Com o Brasil enfrentando desafios para cumprir a meta fiscal para o final do ano, o governo tem adotado métodos cada vez mais criativos para contabilizar despesas, isenções fiscais e novas receitas. Essas estratégias estão gerando preocupações entre especialistas sobre a credibilidade do novo regime fiscal do país.
Medidas não convencionais para atingir a meta
Enquanto a maioria dos economistas privados defende cortes nos programas de gastos para eliminar o déficit orçamentário, o presidente Luiz Inácio Lula da Silva tem se mostrado relutante em diminuir os gastos. Em vez disso, seu governo tem buscado atingir a meta fiscal com receitas adicionais e propostas pouco convencionais, como a limpeza de contas bancárias esquecidas, o uso de um banco estatal para subsidiar o custo do gás de cozinha e a criação de uma nova isenção fiscal para medalhistas olímpicos. Essas medidas têm sido criticadas por desviarem as regras da legislação fiscal.
O Ministério da Fazenda afirmou estar comprometido com a meta orçamentária e com o cumprimento rigoroso das regras fiscais para garantir a solidez das contas públicas. No entanto, economistas alertam que essas manobras podem prejudicar o investimento privado e aumentar os custos de financiamento.
“Todos viram o extent da distorção dos dados fiscais nas administrações anteriores do Partido dos Trabalhadores, o que afeta o sentimento do mercado”, comentou Marcos Mendes, pesquisador do Insper.
Desafios a longo prazo e preocupações com a credibilidade
Para acalmar as preocupações do mercado, Lula comprometeu-se com um novo arcabouço fiscal que limita o crescimento das despesas e busca criar um superávit orçamentário até 2026. No entanto, a maioria dos economistas ainda vê a meta para este ano como inatingível, prevendo um déficit primário de 0,6% do PIB, uma melhora em relação ao déficit de 2,4% do ano passado.

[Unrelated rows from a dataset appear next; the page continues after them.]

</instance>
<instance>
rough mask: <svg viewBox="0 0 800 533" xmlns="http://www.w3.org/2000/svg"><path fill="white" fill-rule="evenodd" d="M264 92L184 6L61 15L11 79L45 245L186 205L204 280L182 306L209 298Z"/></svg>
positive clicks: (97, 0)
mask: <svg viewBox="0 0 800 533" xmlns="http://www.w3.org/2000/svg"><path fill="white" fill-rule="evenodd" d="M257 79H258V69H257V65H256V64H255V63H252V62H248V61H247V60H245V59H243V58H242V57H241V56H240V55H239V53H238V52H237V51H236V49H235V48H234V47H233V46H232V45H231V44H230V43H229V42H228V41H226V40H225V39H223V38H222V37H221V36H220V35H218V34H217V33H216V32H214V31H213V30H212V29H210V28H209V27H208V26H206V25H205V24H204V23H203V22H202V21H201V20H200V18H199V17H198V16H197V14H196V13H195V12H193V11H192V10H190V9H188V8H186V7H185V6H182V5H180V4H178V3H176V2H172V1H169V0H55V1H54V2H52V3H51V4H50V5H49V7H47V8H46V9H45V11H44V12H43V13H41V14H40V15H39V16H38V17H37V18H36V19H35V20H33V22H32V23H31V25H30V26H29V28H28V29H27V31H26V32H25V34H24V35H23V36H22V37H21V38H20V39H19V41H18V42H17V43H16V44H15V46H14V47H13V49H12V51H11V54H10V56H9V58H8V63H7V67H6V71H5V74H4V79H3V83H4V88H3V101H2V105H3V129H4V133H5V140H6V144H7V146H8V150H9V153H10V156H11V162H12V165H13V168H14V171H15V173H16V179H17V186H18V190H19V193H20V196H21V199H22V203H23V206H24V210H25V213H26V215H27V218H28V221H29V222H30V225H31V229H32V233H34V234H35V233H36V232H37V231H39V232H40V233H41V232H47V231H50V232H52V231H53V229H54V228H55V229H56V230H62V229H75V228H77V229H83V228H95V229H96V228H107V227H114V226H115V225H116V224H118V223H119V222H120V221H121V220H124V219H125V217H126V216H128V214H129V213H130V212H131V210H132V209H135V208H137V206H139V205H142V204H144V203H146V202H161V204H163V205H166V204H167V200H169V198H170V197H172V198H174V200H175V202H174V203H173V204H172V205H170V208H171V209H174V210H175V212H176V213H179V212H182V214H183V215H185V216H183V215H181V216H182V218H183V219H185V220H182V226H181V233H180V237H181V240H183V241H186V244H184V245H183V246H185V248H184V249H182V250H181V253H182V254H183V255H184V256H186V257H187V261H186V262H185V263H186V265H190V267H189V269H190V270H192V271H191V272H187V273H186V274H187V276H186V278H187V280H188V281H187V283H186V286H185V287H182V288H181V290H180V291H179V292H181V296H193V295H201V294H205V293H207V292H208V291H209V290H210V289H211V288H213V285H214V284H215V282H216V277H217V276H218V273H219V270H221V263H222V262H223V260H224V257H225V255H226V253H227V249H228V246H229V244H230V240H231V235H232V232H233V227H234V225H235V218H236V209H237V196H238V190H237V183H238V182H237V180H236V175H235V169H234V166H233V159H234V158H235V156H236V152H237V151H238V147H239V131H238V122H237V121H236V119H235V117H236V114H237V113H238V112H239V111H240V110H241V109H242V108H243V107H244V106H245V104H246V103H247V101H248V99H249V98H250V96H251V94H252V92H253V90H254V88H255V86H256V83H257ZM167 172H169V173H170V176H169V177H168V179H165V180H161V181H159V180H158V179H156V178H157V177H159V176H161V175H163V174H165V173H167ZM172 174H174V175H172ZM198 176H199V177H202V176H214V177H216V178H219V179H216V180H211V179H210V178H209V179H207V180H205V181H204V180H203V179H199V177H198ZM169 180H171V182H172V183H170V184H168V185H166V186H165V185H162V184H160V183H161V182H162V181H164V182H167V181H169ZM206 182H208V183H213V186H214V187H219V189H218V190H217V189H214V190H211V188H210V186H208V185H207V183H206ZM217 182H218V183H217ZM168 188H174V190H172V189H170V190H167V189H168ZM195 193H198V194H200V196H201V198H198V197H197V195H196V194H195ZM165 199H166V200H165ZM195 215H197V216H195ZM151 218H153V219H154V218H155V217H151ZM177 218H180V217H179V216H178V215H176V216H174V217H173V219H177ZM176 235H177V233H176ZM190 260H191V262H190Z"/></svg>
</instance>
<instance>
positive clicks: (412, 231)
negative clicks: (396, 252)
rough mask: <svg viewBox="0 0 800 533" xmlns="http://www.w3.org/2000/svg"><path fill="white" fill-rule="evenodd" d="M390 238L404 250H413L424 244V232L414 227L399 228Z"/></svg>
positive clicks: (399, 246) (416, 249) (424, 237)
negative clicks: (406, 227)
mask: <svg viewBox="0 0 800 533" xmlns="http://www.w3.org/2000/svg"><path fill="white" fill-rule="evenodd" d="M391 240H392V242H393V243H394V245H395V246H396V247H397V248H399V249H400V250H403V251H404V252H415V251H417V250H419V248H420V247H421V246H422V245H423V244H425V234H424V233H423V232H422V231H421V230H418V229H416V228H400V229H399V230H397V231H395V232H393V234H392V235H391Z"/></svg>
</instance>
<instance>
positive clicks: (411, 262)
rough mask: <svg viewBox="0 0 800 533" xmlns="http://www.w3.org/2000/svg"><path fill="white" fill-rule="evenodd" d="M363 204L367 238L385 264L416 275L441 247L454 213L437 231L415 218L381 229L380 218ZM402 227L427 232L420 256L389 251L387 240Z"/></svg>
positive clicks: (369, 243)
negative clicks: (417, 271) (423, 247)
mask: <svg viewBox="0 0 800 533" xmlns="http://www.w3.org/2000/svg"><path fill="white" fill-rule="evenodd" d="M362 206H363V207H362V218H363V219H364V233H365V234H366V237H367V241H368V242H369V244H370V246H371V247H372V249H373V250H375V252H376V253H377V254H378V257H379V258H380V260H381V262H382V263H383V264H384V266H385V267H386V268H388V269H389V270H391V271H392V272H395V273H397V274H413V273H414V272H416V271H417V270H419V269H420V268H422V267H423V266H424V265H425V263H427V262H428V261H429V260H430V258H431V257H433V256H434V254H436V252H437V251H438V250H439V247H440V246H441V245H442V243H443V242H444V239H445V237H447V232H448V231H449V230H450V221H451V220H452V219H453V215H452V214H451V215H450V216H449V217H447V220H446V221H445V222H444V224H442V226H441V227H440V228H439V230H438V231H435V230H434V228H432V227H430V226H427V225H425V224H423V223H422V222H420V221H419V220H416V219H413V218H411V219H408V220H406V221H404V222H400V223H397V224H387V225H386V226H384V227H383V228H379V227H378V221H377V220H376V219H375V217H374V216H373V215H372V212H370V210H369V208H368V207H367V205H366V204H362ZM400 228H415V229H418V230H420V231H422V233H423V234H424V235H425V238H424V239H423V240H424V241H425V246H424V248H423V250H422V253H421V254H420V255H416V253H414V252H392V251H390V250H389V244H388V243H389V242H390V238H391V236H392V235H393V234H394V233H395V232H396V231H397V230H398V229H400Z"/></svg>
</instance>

Alguns críticos argumentam que a busca por receitas pontuais e gastos fora do orçamento para atingir a meta pode desviar a atenção do trabalho mais difícil necessário para controlar a dívida pública. “Adicionar valor apenas para atingir a meta não mudará nossa posição fiscal, apenas minará a credibilidade da meta”, afirmou o ex-secretário do Tesouro, Jeferson Bittencourt, economista da ASA Investments.
Desde o início do mandato de Lula em janeiro de 2023, a dívida bruta do governo aumentou quase 7 pontos percentuais, atingindo 78,5% do PIB em julho. Um membro da equipe de política econômica do governo, que falou sob condição de anonimato, reconheceu que medidas de curto prazo para controlar despesas, como a repressão a beneficiários fraudulentos de programas sociais, não serão suficientes para sustentar o novo arcabouço fiscal nos próximos anos. “É necessário fazer algo mais estrutural”, disse a fonte, acrescentando que esforços mais dramáticos para controlar os gastos sociais encontrariam resistência no Partido dos Trabalhadores.
Controvérsias e debates sobre leis fiscais
A busca pela meta de fim de ano desencadeou uma série de debates sobre a legislação fiscal do Brasil. Quando legisladores aliados ao governo tentaram apropriar mais de 8 bilhões de reais deixados em contas bancárias esquecidas pelo Tesouro, o Banco Central emitiu uma nota argumentando que os fundos não deveriam contar para a meta fiscal. A coalizão do governo na Câmara dos Deputados respondeu com uma disposição para incluir esses fundos no orçamento.
O governo também tem contado com bancos estatais para reforçar programas sociais sem contabilizar os custos no orçamento federal. Em agosto, foram propostas subsídios ao gás de cozinha para famílias pobres, financiados com recursos da exploração de petróleo em alto-mar e roteados através do banco público Caixa Econômica Federal. Após críticas, o governo prometeu redesenhar a ideia.
Outra manobra semelhante, envolvendo a canalização de fundos do Fundo Nacional de Aviação Civil através do banco de desenvolvimento BNDES para fornecer empréstimos a companhias aéreas, aguarda assinatura presidencial. Embora algumas isenções fiscais do governo tenham sido amplamente aceitas, outras, como a isenção de impostos para os medalhistas olímpicos, geraram polêmica por violarem a legislação fiscal e um precedente do Supremo Tribunal Federal.
Um oficial da equipe econômica do governo alertou que, apesar do tamanho dessas manobras, o mais preocupante é o precedente de desrespeitar as regras fiscais.
“Um pequeno truque contábil aqui ou ali pode gerar um gosto por isso, e isso pode crescer”, advertiu o oficial, pedindo anonimato para discutir livremente os debates internos.